A Brescia il quadro è favorevole perché la città e la provincia sono state autentiche palestre sia per progetti come  I-Mur e sia per altre  iniziative condotte a quattro mani con le ATS e l’Università di Medicina, senza dimenticare l’Ordine dei medici, anticipando così per molti versi il nuovo ruolo delle croci verdi. Accogliamo la novità con entusiasmo, già pronti per le nuove sfide. La farmacia dei servizi è fatta di servizi cognitivi, basati cioè sulla competenza, sulla conoscenza e  sulla professionalità del farmaco. A questo si aggiungono  altri campi relativamente inesplorati come la  presa  in  carico  del  paziente  cronico,  il  dossier  farmaceutico, l’autoanalisi, la  telemedicina, la consulenza sul benessere, sugli integratori e i prodotti complementari alle terapie,  tutte aree in cui il farmacista sta esprimendo la sua professionalità, rispondendo a esigenze sempre diverse. L’evoluzione dei bisogni è un’opportunità e la farmacia italiana sta lavorando nel modo giusto con gli ordini professionali e le associazioni sindacali, che danno un contributo importantissimo, per delineare il nuovo modello professionale della farmacia. La convergenza armonica fra Fofi e Federfarma è da questo punto di vista essenziale ed è oggi un’evidenza percepibile.

La professionalità dei colleghi ha consentito di far fronte ai recenti allarmi-polmonite?

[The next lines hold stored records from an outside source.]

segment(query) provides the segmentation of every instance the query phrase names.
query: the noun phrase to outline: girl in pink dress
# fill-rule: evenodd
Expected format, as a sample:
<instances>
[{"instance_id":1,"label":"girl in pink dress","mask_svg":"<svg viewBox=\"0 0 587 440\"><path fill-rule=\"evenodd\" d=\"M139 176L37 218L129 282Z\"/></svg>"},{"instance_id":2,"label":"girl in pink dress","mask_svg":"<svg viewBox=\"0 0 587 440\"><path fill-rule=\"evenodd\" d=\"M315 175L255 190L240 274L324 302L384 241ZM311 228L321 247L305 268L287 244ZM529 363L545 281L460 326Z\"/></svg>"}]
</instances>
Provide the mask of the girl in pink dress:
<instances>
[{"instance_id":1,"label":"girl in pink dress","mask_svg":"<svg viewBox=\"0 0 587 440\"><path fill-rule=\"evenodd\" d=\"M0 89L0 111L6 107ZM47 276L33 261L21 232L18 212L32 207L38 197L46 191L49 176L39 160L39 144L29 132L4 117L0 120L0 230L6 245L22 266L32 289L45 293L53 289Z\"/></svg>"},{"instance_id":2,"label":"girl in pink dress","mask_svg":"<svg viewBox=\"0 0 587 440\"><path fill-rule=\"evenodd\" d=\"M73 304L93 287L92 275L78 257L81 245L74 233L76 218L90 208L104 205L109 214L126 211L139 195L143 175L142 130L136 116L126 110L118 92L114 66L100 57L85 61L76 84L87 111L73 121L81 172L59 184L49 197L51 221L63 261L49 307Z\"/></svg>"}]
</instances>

In linea generale, direi che sino a oggi i farmacisti hanno creduto nella necessità di uno scarto in avanti e questo loro atteggiamento ha dato buoni risultati. I casi di polmonite di questa estate e gli allarmi che hanno generato sono stati fronteggiati senza dubbio anche dai farmacisti, con consigli per una visita medica ove necessario, e sempre proponendo risposte misurate e attente, fedeli alla loro missione di educazione sanitaria e terapeutica.

Il  servizio  farmaceutico  di  comunità, oggi, è  sempre  più  orientato in  un’ottica   di  sostenibilità  sistemica  e  di  qualità,  impegnandosi sempre di più  in  prestazioni  di  prevenzione e affiancamento  ai  percorsi  di  cura,  insomma  tutte  le   attività  funzionali alla  tutela  della  salute,  secondo  principi  di  eticità,  equità, utilità, appropriatezza,  efficacia,  economicità  e  scientificità.